At Opsview, we pride ourselves in providing not only an easy to use web interface, but more importantly, the flexibility required in an enterprise monitoring solution:
- Our dedicated Performance Graphs in Dashboards allow the combination of multiple metrics from different hosts
- The Graphs in Investigate window for monitored services allow you to quickly view time series changes over time with a single click
- The dedicated Graph Center can quickly draw numerous graphs, using easy to use configuration wizards
In Opsview Monitor 5.3, all of these features have been updated to work with a new time series provider, InfluxDB. So rather then installing separate software for drawing metrics (which would require creating queries manually), all metrics can be viewed without leaving the Opsview Monitor UI - this tight integration is enabled by the Opsview Monitor TimeSeries architecture.
If you have not yet used these new features of Opsview Monitor 5.3, please get in touch with our Customer Success team, who would be happy to help you discover increased value from your Opsview Monitor system.
System Layout For High Availability
One of the most important features of the time series architecture is its ability to deploy the processing of massive amounts of data onto dedicated servers, you may recall it from our previous blog. It is even more important with InfluxDB, for which hardware requirements grow with the number of time series stored. Additionally, our built-in sharding allows you to redistribute the data between multiple servers, keeping both CPU and memory usage within reasonable limits.

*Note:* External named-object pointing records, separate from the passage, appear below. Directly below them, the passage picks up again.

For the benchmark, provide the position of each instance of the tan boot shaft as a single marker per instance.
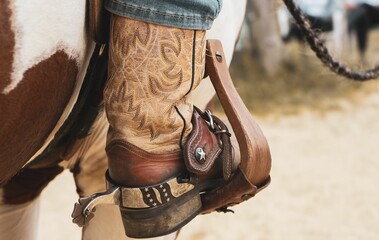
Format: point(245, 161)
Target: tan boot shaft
point(152, 69)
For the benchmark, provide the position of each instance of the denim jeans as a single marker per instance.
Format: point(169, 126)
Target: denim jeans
point(186, 14)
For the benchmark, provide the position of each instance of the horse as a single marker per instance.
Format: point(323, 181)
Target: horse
point(48, 62)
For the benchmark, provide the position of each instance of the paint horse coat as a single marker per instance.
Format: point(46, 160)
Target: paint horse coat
point(45, 54)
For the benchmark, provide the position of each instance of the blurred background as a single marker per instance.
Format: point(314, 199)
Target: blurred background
point(323, 130)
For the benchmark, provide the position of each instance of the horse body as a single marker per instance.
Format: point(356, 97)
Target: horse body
point(43, 65)
point(45, 56)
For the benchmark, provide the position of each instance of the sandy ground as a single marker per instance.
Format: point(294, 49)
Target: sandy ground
point(324, 176)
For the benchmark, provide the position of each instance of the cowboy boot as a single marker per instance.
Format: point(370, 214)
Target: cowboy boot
point(152, 71)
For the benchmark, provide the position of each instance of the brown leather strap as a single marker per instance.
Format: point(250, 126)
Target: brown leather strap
point(254, 169)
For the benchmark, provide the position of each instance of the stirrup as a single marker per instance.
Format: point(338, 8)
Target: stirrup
point(188, 199)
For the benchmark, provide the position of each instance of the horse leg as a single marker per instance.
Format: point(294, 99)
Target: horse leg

So if you manage a large system and RRDs are causing you a lot of headaches due to slow performance or losing data resolution over time, then the recommended approach would be to replace RRDs on your distributed system with InfluxDB on each time series node.
As each node holds its own subset of data, it is highly recommended to keep regular backups of the system. While with RRDs it is as simple as an rsync, the InfluxDB provides more challenges - please refer to the documentation page for information on InfluxDB: Backup & Restore. You might also be interested in using Relay to have a copy of nodes data on a separate system.
Migrate Or Not Migrate?
We will continue using RRD time series provider by default as on the majority of systems, spreading the load onto multiple systems will resolve any performance issues with RRD processing. However, if the real-time tracking is important for you (and Opsview Monitor fully supports sub-minute check intervals) - then InfluxDB could be just for you. As a part of Opsview Monitor 5.3, we have provided an easy to follow data migration guide in our Knowledge Center.
Last but not least is our new Opspack: Application - InfluxDB, a set of tailored service checks that allow you to monitor your InfluxDB servers using a highly flexible monitoring plugin. The key check is to monitor number of series in the database as this is what drives CPU and memory usage.
Notes from Author
The Time Series architecture as the InfluxDB provider are open-source to make it trivial to extend by other technologies - if there is a particular one you might be using, please take a look at my GitHub repository as an example how to implement one.